Il finira par mourir quand même d'un coup de froid mal soigné. C'est balot.
Mais, à défaut d'atteindre à l'immortalité, il s'était fait édifier un empire souterrain pour régner par delà le trépas. Un mausolée gigantesque, haut comme une colline, renfermant des trésors fabuleux protégés par des pièges ; des rivières de mercure, des constellations de perles, des oiseaux d'or et d'argent, des arbres de jade. Deux rivières ont été détournées pour le construire, et ce travail a nécessité la sueur et le sang de 700 000 hommes pendant 36 ans. Commencé en 247 av. J.C., il ne sera achevé que vers fin 211, soit un an tout juste avant la mort de son propriétaire. Ce qui prouve qu'à l'époque on savait tenir les délais de construction.
En surface, c'était tout un sanctuaire, avec ses bâtiments, son mur d'enceinte, son temple pour honorer la mémoire du disparu. Et ses boutiques de souvenirs pour rentabiliser l'ensemble. Avec l'empereur dans une boule en verre, qui neige quand on la retourne. Sous le niveau du sol, des fosses ont été creusées, qui renferment les colonnes d'une armée certes en terre cuite, mais gigantesque, avec ses fantassins, ses archers, ses officiers ; tous regardent vers l'Est, d'où pourraient revenir les âmes des ennemis autrefois combattus.
Sitôt le mausolée refermé, ses loyaux sujets, en proie à la plus vive douleur, s'empressèrent de montrer leur affliction en ne laissant pas pierre sur pierre de l'édifice, puis en brûlant ce qui restait. Mais c'est sans doute cet évènement qui a protégé les soldats de terre cuite : les galeries de bois qui les protégeaient se sont écroulées sur eux, laissant la terre et les siècles les ensevelir, effaçant de la mémoire des hommes jusqu'au souvenir de leur existence.
Après un sommeil de vingt-quatre siècles, les fosses et leurs soldats endormis ont été redécouvertes en 1974, par des paysans qui creusaient un puits. C'est du moins la version officielle. Au lieu de l'eau espérée, ils remontèrent une tête, ou alors un bras. Ou peut-être un morceau de jambe. En tout cas quelque chose de suffisamment grandiose, ancien et magnifique pour que l'on juge utile de creuser un peu. Depuis trente ans que les archéologues recollent les morceaux après les avoir déterrés, on commence tout juste à avoir une idée de l'ampleur de la découverte : ils sont des milliers qui dorment sous la terre, aux visages tous différents, avec leurs armes et leur équipement reproduit fidèlement.

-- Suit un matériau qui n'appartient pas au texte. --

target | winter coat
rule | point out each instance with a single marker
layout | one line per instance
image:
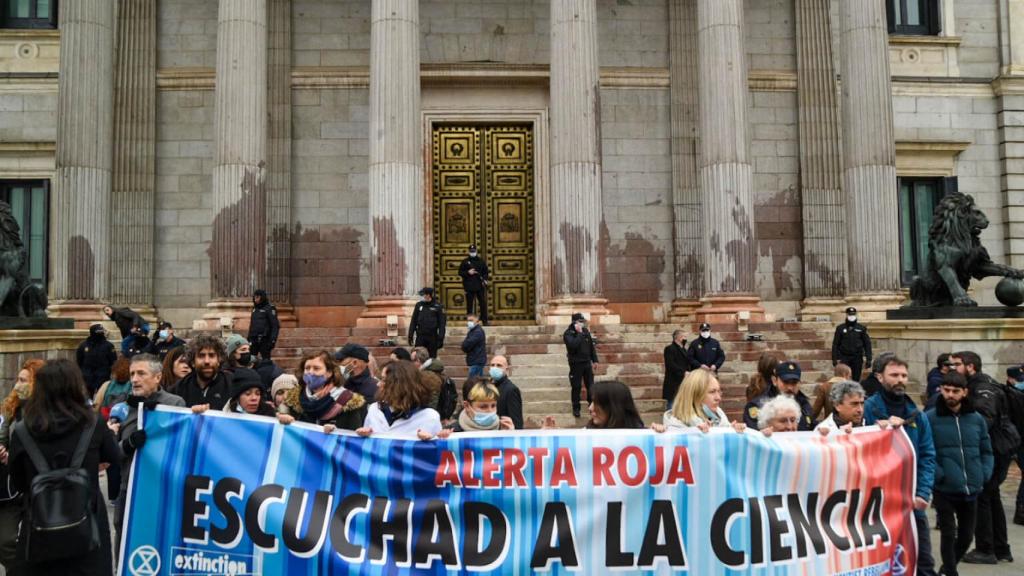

Quelques uns sont exposés à la Pinacothèque de Paris, depuis le 15 avril dernier et jusqu'au 14 septembre. Venus de Chine enveloppés dans du coton, ils ne se montrent qu'entourés de gardes du corps ; un petit doigt cassé, c'est l'incident diplomatique. Un bras ou une jambe, c'est l'embargo sur les cuisses de grenouilles. Voilà pourquoi dans chacune des pièces où se trouve une statue, se trouve également son alter ego de chair et de muscle.
Un peu plus grands que nature, ils toisent une humanité qui s'étonne presque de les voir ainsi immobiles. Ils ont perdu leurs couleurs, quelques uns leur tête, on leur a pris leurs armes, mais ils sont toujours impressionnant. Les fantassins semblent prêts à reprendre leur marche, un lutteur impose sa masse et le respect aux badauds qui l'observent. Un officier aux bras croisés, aux veines bien dessinées, contemple les visiteurs avec ce regard calme et froid de ceux qui ont l'éternité pour eux.
Cette éternité que Shihuangdi n'aura peut-être pas cherché en vain.
Ma chronique est un peu longue, mais il n'en fallait pas moins pour ce terrible fils du ciel. Il est encore plus beau que ce soit la centième.